My opinion would be that there is a real safety benefit from being in a situation where you know the theoretical optimum of your loss function (e.g. in a situation where you know that HCH is precisely the thing for which loss is zero).

I'd be happy to read more about this line of thought. (For example, does "loss function" here refer to an objective function that includes a regularization term? If not, what might we assume about the theoretical optimum that amounts to a safety benefit?)

[-]Daniel Kokotajlo6yΩ110

Thanks btw, I'm learning a lot from these replies. Are you thinking of training something agenty, or is the hope to train something that isn't agenty?

[-]Ofer6yΩ460

I'd be happy to read an entire post about this view.

What level of language modeling may be sufficient for competitively helping in building the next AI, according to this view? For example, could such language modeling capabilities allow a model to pass strong (text-based) versions of the Turing test?

[-]avturchin6y20

In my opinion, such language model should be able to create equivalence between the map of a territory and its verbal description.
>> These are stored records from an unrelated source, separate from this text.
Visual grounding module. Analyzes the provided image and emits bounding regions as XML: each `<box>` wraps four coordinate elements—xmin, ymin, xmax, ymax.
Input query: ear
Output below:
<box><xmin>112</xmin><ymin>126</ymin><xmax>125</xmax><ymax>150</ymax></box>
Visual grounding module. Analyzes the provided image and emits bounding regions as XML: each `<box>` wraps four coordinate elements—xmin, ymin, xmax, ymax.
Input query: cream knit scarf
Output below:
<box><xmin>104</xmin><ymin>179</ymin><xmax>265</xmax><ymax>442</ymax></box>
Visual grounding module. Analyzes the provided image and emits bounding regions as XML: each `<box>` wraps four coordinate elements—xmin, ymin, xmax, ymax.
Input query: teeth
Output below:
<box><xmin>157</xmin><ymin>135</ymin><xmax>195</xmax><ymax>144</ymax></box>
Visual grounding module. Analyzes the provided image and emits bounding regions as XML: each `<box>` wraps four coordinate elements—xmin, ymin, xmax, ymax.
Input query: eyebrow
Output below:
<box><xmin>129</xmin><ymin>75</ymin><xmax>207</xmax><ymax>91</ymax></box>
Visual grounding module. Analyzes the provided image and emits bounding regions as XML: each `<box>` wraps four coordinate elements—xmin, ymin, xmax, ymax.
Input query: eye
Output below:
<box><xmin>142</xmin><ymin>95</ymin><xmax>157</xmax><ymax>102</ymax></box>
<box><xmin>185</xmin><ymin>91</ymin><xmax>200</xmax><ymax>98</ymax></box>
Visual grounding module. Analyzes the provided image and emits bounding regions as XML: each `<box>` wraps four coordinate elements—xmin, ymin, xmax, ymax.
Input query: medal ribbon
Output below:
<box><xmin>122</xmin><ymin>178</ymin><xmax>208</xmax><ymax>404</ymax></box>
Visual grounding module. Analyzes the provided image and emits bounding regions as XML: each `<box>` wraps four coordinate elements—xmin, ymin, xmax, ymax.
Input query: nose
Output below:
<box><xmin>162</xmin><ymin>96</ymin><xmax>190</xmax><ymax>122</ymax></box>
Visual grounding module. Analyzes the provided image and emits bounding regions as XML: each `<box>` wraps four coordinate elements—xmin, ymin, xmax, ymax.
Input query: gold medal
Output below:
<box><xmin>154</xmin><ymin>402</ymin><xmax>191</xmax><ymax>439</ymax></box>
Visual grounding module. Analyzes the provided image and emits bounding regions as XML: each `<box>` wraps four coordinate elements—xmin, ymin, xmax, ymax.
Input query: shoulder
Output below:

In that case, an expression like "the red rose is in the corner" gets meaning as it allows to locate the rose on the map of the room, or otherwise, if the rose is observed in the corner, it could be described as "the rose is in the corner".

Thus natural language could be used to describe all possible operations above world maps, like "all asteroids should be deflected".

[-]Daniel Kokotajlo6y10

This is helpful, thanks, but I am still missing some pieces. Can you say more about how we would use this to deflect asteroids?

[-]avturchin6y20

It was just an example of the relation between language and the world model. If I have an AI, I can say to it "Find the ways to deflect asteroids". This AI will be able to create a model of Solar system, calculate future trajectories of all dangerous asteroids etc. So it could make a relation between my verbal command and 3D model of the real world.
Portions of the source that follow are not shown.